Several months later, a further procedure confirmed that the grommet had been inserted incorrectly and this had caused the complete and permanent right sided hearing loss and right sided vestibular failure.
The procedure also found that the original diagnosis of an ear infection had been incorrect as Hannah was found to have a cholesteatoma. This is an abnormal skin growth that had developed behind her eardrum which had been causing the blocked ear symptoms in the first place.
During the investigation the surgeon explained that they had been familiar with this procedure as a trainee between 1991 and 1994 but not since then.
One of the root causes of this incident was identified as being a grommet insertion undertaken by a doctor with little recent experience in this technique coupled with a lack of clinical supervision and assessment.
Grommet insertion procedures, where tiny tubes are surgically inserted into the eardrum to treat conditions such as recurrent middle ear infections and glue ear, were also added to the surgeon’s operating list regularly despite, according to the surgeon, they had requested for them not to be at the outset of their employment with the Trust.
Losing my hearing in the ear was a nightmare and then to discover that it was caused by the treatment was very hard to take. The revelations about the surgeon who did the procedure are totally shocking. To know my care was in the hands of someone who admitted to having ‘rusty’ skills is just horrible.
You put all of your faith in the medical profession, but these problems have destroyed that trust for me. Nothing will change what I have been through and it is absolutely vital that these mistakes are never repeated.
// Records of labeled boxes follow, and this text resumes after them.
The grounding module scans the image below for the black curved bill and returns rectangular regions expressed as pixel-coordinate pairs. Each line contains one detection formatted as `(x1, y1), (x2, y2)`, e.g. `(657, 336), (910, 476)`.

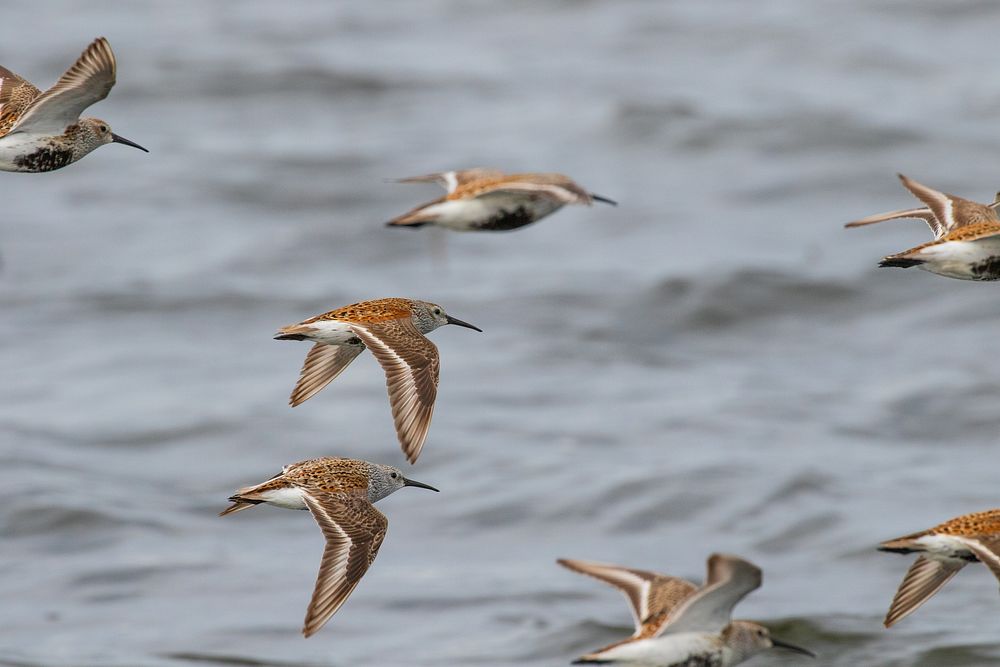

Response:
(111, 132), (149, 153)
(771, 637), (816, 658)
(403, 477), (440, 493)
(445, 315), (483, 333)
The NHS must learn lessons from it.
Dr David Scullion, Medical Director at Harrogate and District NHS Foundation Trust, said:
We have apologised to Ms Buxton for her care, which fell below the standards we expect.
I would like to reiterate that apology now.
As soon as we were aware of the issue at the time of treatment we provided support to Ms Buxton.
We take all patient safety incidents very seriously and we carried out a serious incident review, involving Ms Buxton in this process.
This review resulted in changes to clinical practice.
The Trust is committed to putting measures in place to improve patient safety and experience.